Les Néo-Zélandais d’Alien Weaponry ont déjà fait connaissance avec le HF en 2022 et ne s’en laissent pas compter. Débutant leur set avec leur traditionnel Haka, ils ne se laissent pas impressionner par la-dite scène et investissent à loisir l’espace de Metallica pour aller chercher le public.
Matthieu, transfuge de Skald, a monté son propre projet pagan viking avec son épouse, Christine. Le duo se partage le chant au coeur de Hrafngrimr (ça se prononce Raven Grimer, facile, non?), un groupe dont l’originalité, outre les instruments « sur mesure » est de comporter en son sein deux danseuses dont la gestuelle illustre chacun des titres et des musiciens provenant de divers groupes, dont Mus d’Arkan. Les chansons, justement, aériennes et légères, entraine l’auditeur dans ces univers nordiques. Encore une formation plus que séduisante évoluant dans un univers décidément très en vogue.
C’est avec plaisir que je retrouve Anvil, pile au bon moment, Lips nous offrant son légendaire solo de guitare avec godemichet. Le trio est en forme et délivre un set fun et apprécié du public qui semble apprécier les facéties du bassiste édenté Chris Robertson.
Enfin!
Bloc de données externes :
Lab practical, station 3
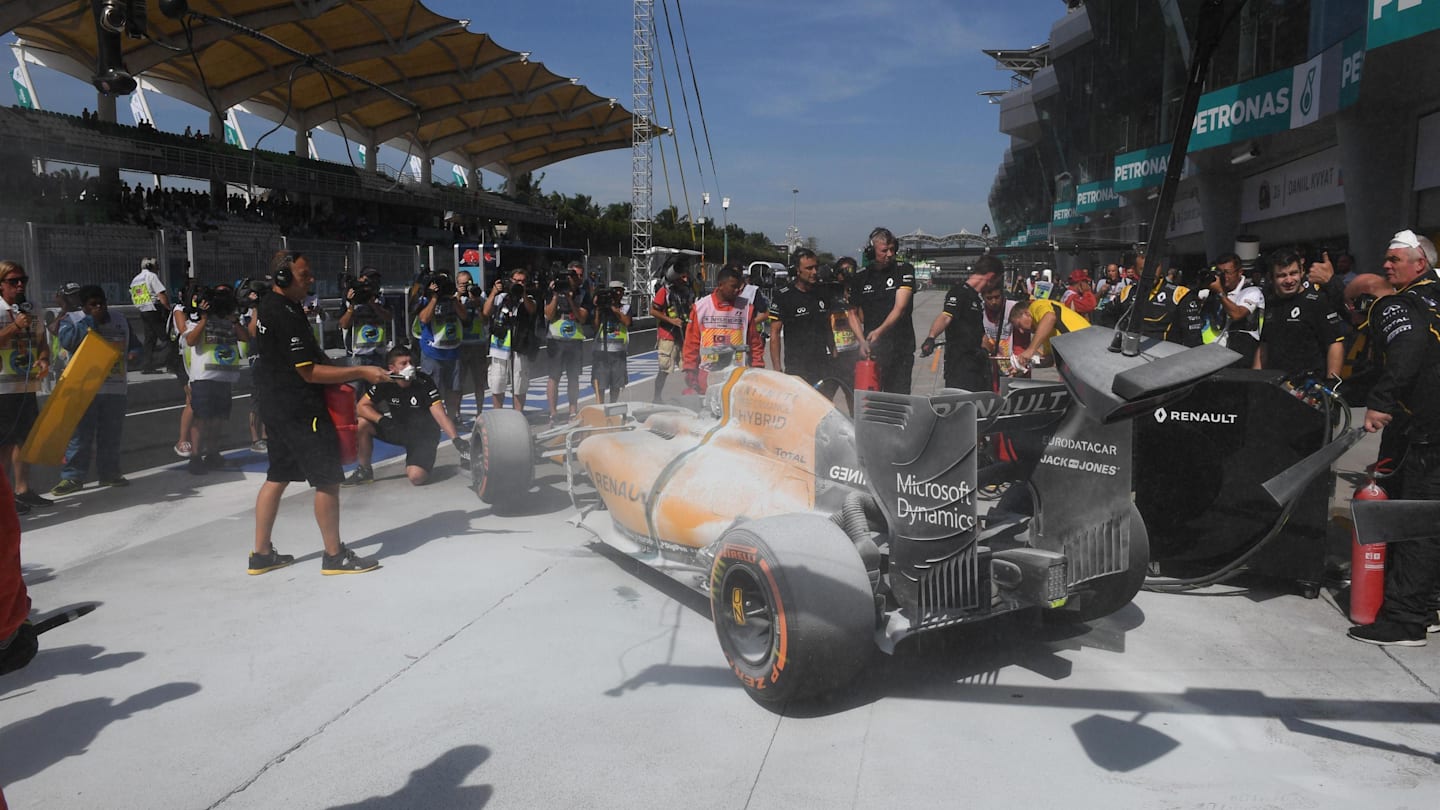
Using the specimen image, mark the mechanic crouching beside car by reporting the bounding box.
[683,264,765,393]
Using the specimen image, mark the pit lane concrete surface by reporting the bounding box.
[0,293,1440,810]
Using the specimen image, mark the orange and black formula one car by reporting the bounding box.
[472,330,1238,702]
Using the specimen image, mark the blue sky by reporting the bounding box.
[4,0,1064,254]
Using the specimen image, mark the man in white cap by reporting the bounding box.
[1349,231,1440,647]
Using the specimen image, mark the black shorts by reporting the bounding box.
[590,350,629,391]
[0,393,40,447]
[261,412,344,487]
[190,379,235,419]
[546,340,585,380]
[374,418,439,473]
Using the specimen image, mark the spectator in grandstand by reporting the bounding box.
[850,228,914,393]
[0,259,52,515]
[481,267,540,411]
[455,270,490,419]
[416,272,465,419]
[130,258,170,375]
[50,284,140,496]
[544,262,595,424]
[184,284,249,476]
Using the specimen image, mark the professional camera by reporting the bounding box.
[340,272,380,307]
[235,278,269,310]
[423,271,458,298]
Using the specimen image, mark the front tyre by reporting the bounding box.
[469,409,534,510]
[710,515,877,703]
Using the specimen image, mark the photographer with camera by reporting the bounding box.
[649,264,696,402]
[416,272,465,419]
[455,270,490,418]
[340,267,390,366]
[590,281,632,405]
[0,261,52,515]
[248,251,390,577]
[480,267,540,411]
[50,284,140,496]
[544,262,593,425]
[343,346,469,487]
[1200,254,1264,369]
[130,258,170,375]
[181,284,249,476]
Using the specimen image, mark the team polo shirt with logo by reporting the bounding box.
[770,284,835,373]
[850,262,914,355]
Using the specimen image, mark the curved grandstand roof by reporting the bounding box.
[0,0,632,176]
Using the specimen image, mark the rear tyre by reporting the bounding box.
[1060,504,1151,621]
[469,409,534,512]
[710,515,876,703]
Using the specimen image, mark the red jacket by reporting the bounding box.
[0,466,30,640]
[683,293,765,370]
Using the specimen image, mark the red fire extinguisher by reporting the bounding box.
[855,360,880,391]
[325,382,360,464]
[1351,463,1390,624]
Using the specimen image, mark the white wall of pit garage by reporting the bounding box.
[1414,111,1440,235]
[1240,147,1349,254]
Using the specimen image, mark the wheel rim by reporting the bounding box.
[720,566,775,666]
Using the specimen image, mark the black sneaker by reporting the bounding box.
[246,546,295,577]
[1349,621,1426,647]
[14,490,55,506]
[320,543,380,577]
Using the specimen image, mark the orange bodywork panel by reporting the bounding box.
[577,369,834,548]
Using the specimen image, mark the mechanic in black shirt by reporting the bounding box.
[1254,249,1348,383]
[249,251,390,575]
[850,228,914,393]
[344,346,469,487]
[1349,231,1440,647]
[920,254,1005,391]
[770,248,858,399]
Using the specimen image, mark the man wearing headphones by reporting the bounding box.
[249,251,390,577]
[850,228,914,393]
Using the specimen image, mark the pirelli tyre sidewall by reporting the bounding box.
[710,515,877,703]
[471,408,534,512]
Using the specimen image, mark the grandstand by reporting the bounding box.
[0,0,632,301]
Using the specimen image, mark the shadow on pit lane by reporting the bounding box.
[0,682,200,784]
[330,745,495,810]
[0,636,145,695]
[347,509,480,562]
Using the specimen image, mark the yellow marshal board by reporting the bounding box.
[20,331,124,464]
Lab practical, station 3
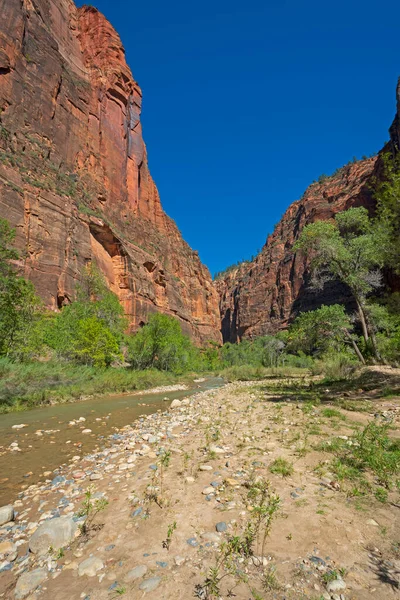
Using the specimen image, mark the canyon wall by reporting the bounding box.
[0,0,221,343]
[214,157,379,342]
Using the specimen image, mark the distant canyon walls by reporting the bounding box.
[214,158,378,342]
[0,0,221,343]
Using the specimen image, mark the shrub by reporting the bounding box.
[128,313,200,374]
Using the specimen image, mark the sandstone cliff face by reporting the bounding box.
[214,158,377,342]
[0,0,220,342]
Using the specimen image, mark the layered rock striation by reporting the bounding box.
[0,0,220,342]
[214,157,379,342]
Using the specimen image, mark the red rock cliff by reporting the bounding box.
[214,158,377,342]
[0,0,220,342]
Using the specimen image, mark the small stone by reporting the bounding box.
[14,569,47,600]
[367,519,379,527]
[326,578,346,593]
[139,577,161,592]
[124,565,147,583]
[78,556,104,577]
[0,541,18,562]
[210,446,225,454]
[186,538,198,548]
[29,516,78,555]
[170,399,182,408]
[224,477,240,487]
[0,504,14,525]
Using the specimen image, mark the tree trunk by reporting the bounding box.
[343,329,365,365]
[356,298,383,363]
[356,298,369,345]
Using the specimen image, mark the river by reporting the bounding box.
[0,377,224,506]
Oui enfin! pourrais-je dire Car Black Stone Cherry reste un de rares groupes que je n’ai pas encore eu l’occasion d’acclamer sur une des scènes du Hellfest. mené par un autre Chris Robertson au chant et à la guitare, le groupe est lui aussi en forme et profite du soleil pour délivrer un set qui résume bien sa carrière. Steve Jewell, qui remplace Jon Lawhorn à la basse depuis son départ, a trouvé ses marques et s’est parfaitement intégré au groupe. Toujours aussi explosif, Ben Wells saute comme un cabris, arpentant la scène de long en large tandis que le batteur John Fred Young s’agite derrière ses fûts, bien éloigné du public. Un set un peu trop court, mais ce sont aussi là les règles d’un festival. Vivement un retour en salle!
Ce samedi est la journée la plus chargée en matière d’interviews. Une fois les premières faites, je préfère retourner vers la Warzone pour découvrir, enfin, le cultissime Didier Wampas Psycho Attacks. Une chemise de touriste exotique sur le dos, le gaillard propose un set fun et n’hésite pas non plus à se faire porter par le public aux anges. Rien de très sérieux dans sa musique, le groupe propose un set simplement fun et quelque peu irrévérencieux.
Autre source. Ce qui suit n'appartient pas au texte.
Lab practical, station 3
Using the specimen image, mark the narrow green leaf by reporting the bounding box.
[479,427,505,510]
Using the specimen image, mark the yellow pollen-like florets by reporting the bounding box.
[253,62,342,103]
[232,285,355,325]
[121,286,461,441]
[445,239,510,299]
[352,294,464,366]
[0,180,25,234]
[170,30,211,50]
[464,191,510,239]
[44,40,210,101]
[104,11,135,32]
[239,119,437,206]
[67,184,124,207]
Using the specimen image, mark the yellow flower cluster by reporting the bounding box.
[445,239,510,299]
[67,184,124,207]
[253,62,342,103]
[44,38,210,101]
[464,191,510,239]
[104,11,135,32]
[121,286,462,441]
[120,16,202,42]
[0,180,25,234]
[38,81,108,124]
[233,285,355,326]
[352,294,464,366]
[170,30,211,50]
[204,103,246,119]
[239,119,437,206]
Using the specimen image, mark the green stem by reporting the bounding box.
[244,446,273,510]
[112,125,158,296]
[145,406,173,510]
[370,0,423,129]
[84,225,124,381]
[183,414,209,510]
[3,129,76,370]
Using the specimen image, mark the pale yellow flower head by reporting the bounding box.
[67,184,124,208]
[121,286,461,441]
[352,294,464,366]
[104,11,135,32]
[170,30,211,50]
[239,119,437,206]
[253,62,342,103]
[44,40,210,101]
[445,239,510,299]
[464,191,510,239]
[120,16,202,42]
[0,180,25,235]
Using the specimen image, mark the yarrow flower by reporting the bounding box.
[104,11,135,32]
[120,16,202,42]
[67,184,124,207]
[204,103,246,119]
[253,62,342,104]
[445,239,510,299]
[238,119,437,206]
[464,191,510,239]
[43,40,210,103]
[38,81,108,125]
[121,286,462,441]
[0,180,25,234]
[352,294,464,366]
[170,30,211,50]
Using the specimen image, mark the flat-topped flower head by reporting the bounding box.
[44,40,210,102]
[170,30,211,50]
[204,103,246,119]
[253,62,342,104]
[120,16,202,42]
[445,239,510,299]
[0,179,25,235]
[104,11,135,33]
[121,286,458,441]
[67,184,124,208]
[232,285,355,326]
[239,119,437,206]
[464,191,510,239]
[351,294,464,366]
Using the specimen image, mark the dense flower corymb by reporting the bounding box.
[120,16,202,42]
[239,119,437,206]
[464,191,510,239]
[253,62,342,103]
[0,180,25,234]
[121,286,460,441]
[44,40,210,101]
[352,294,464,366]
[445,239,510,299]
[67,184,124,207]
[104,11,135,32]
Je découvre ensuite, sur cette même scène et sous la pluie qui revient, Nekromantix, groupe au look piqué à Marlon Brando ou James Dean, proposant un rock vintage énergique joué avec une contrebasse forgée dans un cercueil par des musiciens peu sérieux (le batteur qui vient se poser devant la scène pour se laquer la banane…) maitrisant cependant leur sujet.
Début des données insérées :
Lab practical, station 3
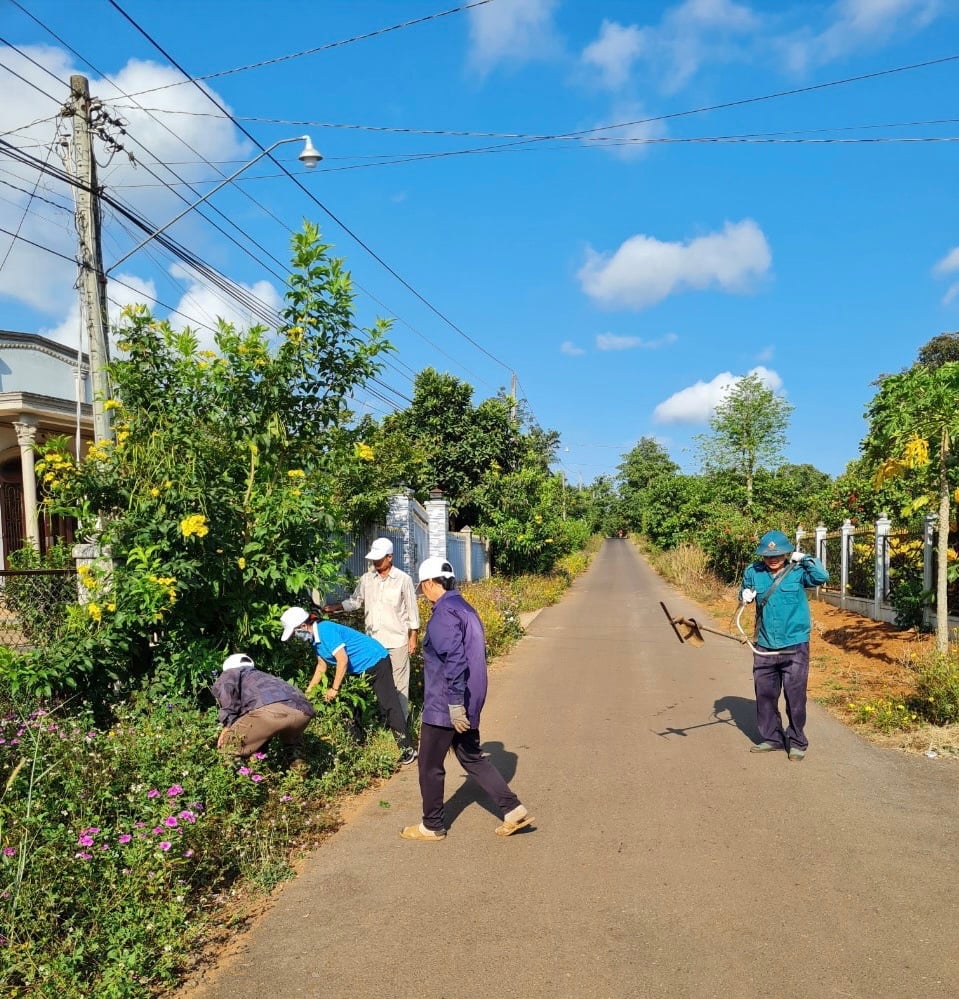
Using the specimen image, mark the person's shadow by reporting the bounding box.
[713,697,759,742]
[443,742,517,829]
[656,697,759,742]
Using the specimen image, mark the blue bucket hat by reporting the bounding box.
[756,531,796,558]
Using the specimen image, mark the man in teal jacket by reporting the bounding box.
[739,531,829,763]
Malgré la pluie qui se fait dense, la file de photographes et la foule qui prend place devant la Valley indique que Mr. Bungle est attendu. Si Mike Patton est attendu comme jamais, la troupe compte également en ses rangs de fines gâchettes: Scott Ian et Trey Spruance aux guitares, Trevor Dunn à la basse et Dave Lombardoo à la batterie pour un cocktail musical déjanté et envoutant. On ne s’y trompe pas, et la pluie n’empêche ni le public de rester, ni le groupe de s’éclater.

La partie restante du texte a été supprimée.